If you were to design a ML algorithm having known nothing about ML, you'd probably come up with this! And surprisingly, it works quite well.

Intuition

Data with similar inputs should give similar outputs

Seems obvious, and it is. If person A listens to Drake, J Cole, and Lil Wayne, they'll probably like the same music as someone who also listens to Drake, J Cole, and Kendrick Lamar, and probably won't let someone have the aux cord if they like listening to Florida Georgia Line and Kacey Musgraves.

Algorithm

I feel like this is best explained using an example. For this example, we'll be predicting tomorrow's weather. Here's the formulation of the problem:

Data

D=x1,x2,...,xN;y1,y2,...yND = x_1,x_2,...,x_N; y_1,y_2,...y_N

In English, we have N inputs (training examples) of data. Each training example is composed of m features, and represents one day. Some features we could use are:

  • Temperature that day

  • Humidity

  • Whether of not it rained

Can you think of any other features that would be useful?

Labels

Each training example x_i is accompanied by a label, y_i, indicating what that day actually was. In our case, we're restricting it to one of ("cloudy", "clear", and "partly cloudy"). I'll use "label" interchangeably with "class".

Training

There's actually no training needed for this model! We just store the data.

Prediction

Given an input X, we want to predict the weather. We can do this following this pseudo-code:

def predict(X, D):
    k = 5
    closest = getKClosest(X, D, k)
    mostLikelyClass = getMajorityClass(closest)
    return mostLikelyClass

getKClosest iterates over the data and chooses the k closest data points to X (in this case, we chose k to be 5). Any distance metric can be used, although it is prevalent to use Euclidean distance, which means that the input must be strictly numerical, meaning that features like "whether or not it rained" or "day of week" need to be converted to integers in some way.

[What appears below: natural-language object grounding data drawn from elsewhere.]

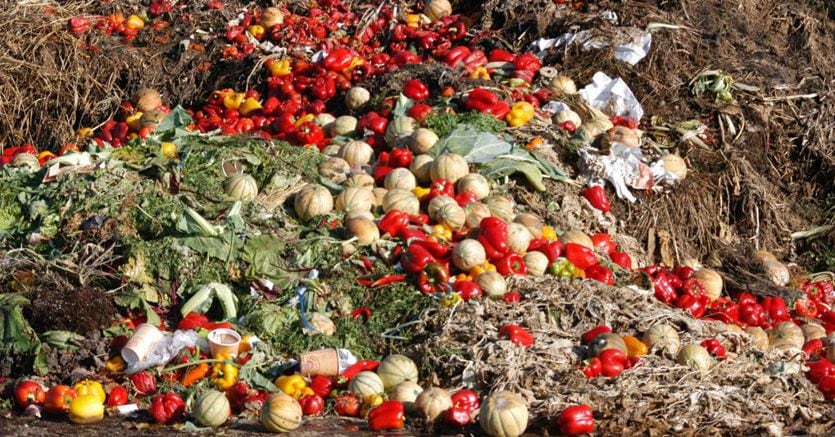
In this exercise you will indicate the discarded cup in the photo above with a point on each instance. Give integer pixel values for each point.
(224, 341)
(144, 339)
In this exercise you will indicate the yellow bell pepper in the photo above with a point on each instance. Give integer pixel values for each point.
(520, 114)
(549, 233)
(92, 388)
(442, 232)
(115, 364)
(477, 270)
(134, 22)
(234, 100)
(257, 31)
(249, 105)
(86, 409)
(634, 347)
(294, 386)
(280, 68)
(224, 374)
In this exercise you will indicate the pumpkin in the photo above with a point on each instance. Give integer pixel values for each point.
(663, 338)
(147, 99)
(474, 183)
(360, 180)
(366, 383)
(503, 414)
(576, 237)
(355, 199)
(356, 97)
(563, 85)
(500, 207)
(711, 281)
(406, 392)
(536, 262)
(493, 284)
(313, 200)
(400, 178)
(401, 200)
(452, 215)
(518, 237)
(399, 131)
(422, 140)
(449, 167)
(531, 222)
(467, 254)
(695, 356)
(786, 336)
(363, 229)
(759, 338)
(271, 16)
(397, 369)
(432, 402)
(420, 167)
(607, 341)
(343, 125)
(437, 9)
(436, 204)
(356, 153)
(675, 165)
(281, 413)
(211, 409)
(335, 170)
(475, 213)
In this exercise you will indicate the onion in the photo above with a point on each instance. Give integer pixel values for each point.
(694, 356)
(712, 282)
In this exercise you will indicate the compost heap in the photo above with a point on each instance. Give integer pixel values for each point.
(568, 208)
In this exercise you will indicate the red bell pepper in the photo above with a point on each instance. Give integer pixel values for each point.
(492, 234)
(388, 416)
(512, 264)
(576, 420)
(596, 195)
(579, 255)
(167, 407)
(517, 335)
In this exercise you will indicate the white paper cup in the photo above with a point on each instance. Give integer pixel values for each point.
(224, 341)
(144, 339)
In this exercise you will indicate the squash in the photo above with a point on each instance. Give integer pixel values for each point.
(503, 414)
(343, 125)
(399, 131)
(401, 200)
(397, 369)
(500, 207)
(475, 213)
(355, 199)
(420, 167)
(313, 200)
(474, 183)
(453, 216)
(437, 9)
(335, 170)
(449, 167)
(537, 263)
(422, 140)
(518, 237)
(356, 153)
(366, 383)
(281, 413)
(400, 178)
(786, 336)
(432, 402)
(467, 254)
(356, 97)
(212, 409)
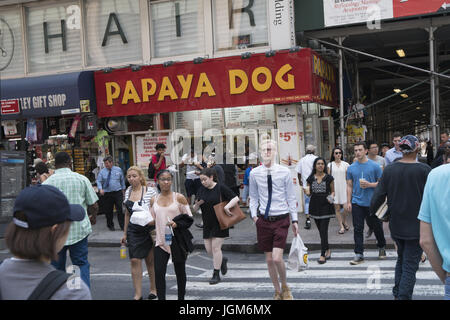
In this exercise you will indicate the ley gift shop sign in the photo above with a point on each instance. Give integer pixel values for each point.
(286, 77)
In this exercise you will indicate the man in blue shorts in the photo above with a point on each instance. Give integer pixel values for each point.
(362, 179)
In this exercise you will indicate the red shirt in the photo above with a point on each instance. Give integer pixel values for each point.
(162, 167)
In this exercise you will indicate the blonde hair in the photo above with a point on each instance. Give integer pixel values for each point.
(140, 174)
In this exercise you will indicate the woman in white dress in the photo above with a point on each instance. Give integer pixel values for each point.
(338, 169)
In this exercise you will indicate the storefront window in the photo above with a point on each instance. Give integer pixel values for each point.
(177, 27)
(54, 37)
(113, 32)
(240, 24)
(11, 52)
(141, 123)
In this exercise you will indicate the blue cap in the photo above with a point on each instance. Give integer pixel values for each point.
(44, 206)
(409, 143)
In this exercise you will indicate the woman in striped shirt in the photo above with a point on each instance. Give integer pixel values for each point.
(138, 238)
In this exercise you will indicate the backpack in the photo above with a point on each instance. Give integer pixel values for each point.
(49, 285)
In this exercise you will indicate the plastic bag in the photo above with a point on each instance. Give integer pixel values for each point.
(141, 214)
(298, 255)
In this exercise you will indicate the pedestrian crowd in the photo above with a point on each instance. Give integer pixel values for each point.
(56, 216)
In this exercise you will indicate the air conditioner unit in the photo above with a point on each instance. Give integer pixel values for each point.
(116, 125)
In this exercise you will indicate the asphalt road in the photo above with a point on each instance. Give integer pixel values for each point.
(247, 278)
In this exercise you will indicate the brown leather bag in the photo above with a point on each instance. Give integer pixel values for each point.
(226, 221)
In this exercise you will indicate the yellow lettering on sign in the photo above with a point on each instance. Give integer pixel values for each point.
(110, 94)
(130, 93)
(204, 86)
(185, 84)
(146, 91)
(237, 73)
(285, 85)
(316, 65)
(167, 90)
(261, 87)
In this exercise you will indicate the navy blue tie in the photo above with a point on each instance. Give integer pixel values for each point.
(269, 199)
(108, 179)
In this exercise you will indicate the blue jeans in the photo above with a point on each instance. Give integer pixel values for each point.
(409, 253)
(359, 214)
(447, 289)
(307, 199)
(78, 255)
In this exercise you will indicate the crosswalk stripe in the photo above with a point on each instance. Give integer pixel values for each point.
(309, 288)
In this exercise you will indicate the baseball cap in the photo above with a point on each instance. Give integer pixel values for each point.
(44, 206)
(409, 143)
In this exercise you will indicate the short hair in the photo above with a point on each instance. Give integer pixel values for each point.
(41, 168)
(62, 158)
(140, 174)
(397, 134)
(34, 243)
(446, 156)
(160, 146)
(159, 174)
(108, 158)
(209, 172)
(360, 143)
(371, 142)
(310, 149)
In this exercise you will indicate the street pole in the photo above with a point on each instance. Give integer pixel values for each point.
(341, 96)
(434, 136)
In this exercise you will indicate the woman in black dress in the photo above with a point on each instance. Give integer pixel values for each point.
(136, 237)
(210, 194)
(321, 190)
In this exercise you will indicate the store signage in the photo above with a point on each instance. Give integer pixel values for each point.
(10, 106)
(284, 78)
(341, 12)
(49, 96)
(281, 22)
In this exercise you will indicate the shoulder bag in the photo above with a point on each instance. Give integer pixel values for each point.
(140, 212)
(382, 213)
(226, 221)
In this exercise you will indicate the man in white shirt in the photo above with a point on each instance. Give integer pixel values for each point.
(272, 190)
(304, 169)
(395, 152)
(193, 169)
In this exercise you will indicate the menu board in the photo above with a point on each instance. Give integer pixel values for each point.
(145, 148)
(210, 118)
(13, 179)
(250, 117)
(78, 161)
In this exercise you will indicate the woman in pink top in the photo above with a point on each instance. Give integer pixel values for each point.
(165, 207)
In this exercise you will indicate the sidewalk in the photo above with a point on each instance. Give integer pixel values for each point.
(243, 236)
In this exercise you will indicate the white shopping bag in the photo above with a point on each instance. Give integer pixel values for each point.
(298, 255)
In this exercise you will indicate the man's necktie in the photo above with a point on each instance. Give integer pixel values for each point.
(108, 179)
(269, 199)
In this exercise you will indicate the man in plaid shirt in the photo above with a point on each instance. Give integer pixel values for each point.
(78, 190)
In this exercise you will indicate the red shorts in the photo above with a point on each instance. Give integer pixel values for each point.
(272, 234)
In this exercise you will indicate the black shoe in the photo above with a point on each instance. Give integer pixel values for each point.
(152, 296)
(308, 224)
(224, 267)
(216, 277)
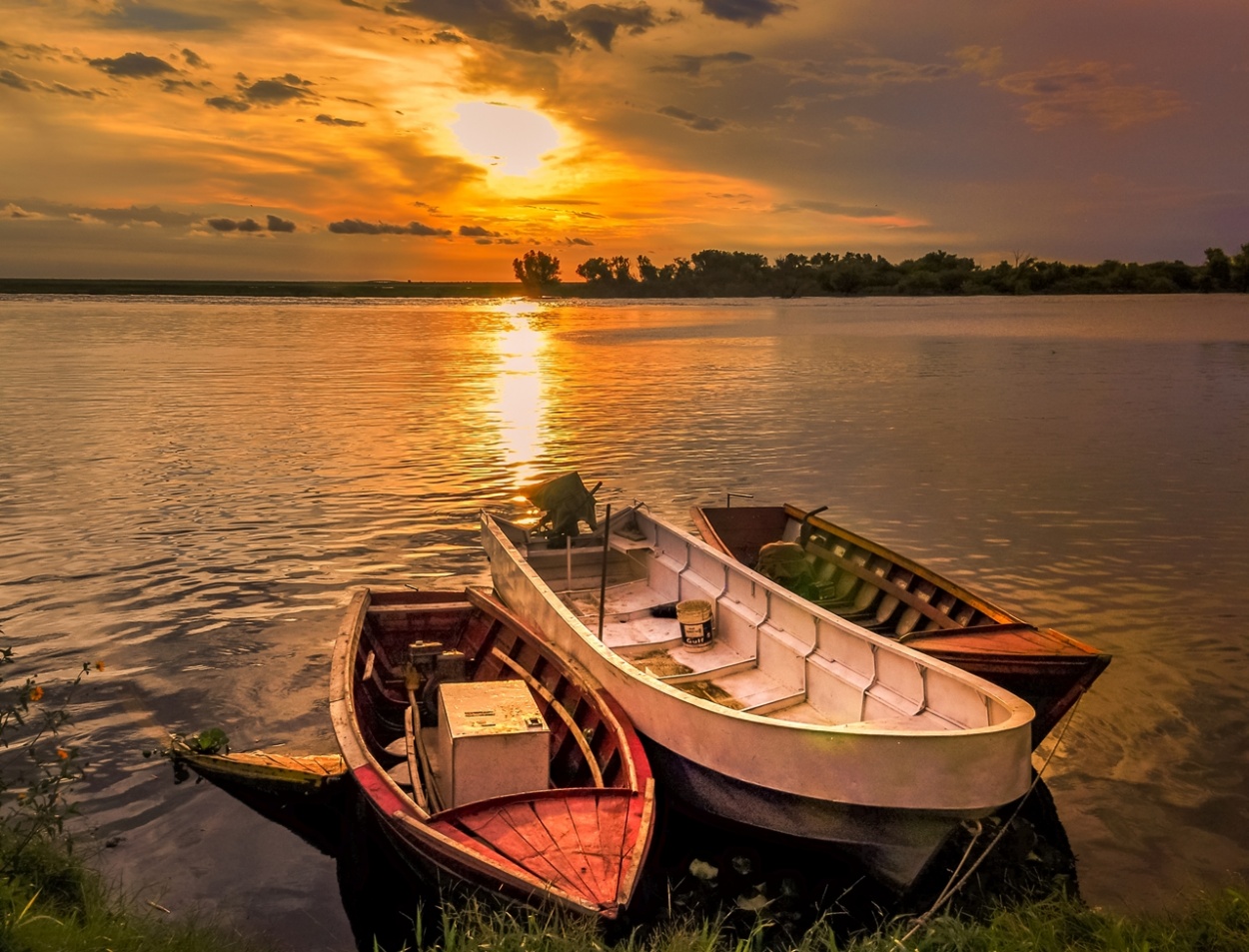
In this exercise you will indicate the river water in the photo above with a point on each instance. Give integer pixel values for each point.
(190, 487)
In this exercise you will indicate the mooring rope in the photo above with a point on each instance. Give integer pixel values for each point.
(957, 882)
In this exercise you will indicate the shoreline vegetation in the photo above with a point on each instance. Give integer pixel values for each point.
(729, 274)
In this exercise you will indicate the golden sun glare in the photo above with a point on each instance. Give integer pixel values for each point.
(510, 139)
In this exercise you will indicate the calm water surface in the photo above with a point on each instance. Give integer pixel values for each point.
(189, 488)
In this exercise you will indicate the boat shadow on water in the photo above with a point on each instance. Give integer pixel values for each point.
(697, 871)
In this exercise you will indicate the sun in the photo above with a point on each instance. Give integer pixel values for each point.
(510, 139)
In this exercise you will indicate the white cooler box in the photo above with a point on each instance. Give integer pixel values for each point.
(493, 741)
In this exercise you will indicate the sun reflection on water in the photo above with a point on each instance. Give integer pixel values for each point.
(520, 389)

After getting the top k closest examples, we get the most likely weather by doing a majority vote on the k closest examples, and outputting the most likely class.

How to choose k

Notice that we can set k to whatever we want, and the algorithm won't determine k. This means k is what is known as a hyperparameter--it clearly affects our algorithm, but can't really be learned. We just have to choose it and choose the one that works best. This can be done algorithmically in a process called hyperparameter turning.

Notice that using a larger k gives a smoother boundary line between the classes.

And that's it!

K-nearest neighbors is simple to understand and implement, but it works quite well. Can you think of some potential issues with KNN? Here's one: all attributes are weighted equally. Why would that be an issue?

We did KNN classification in this example. How would you apply this to a regression problem?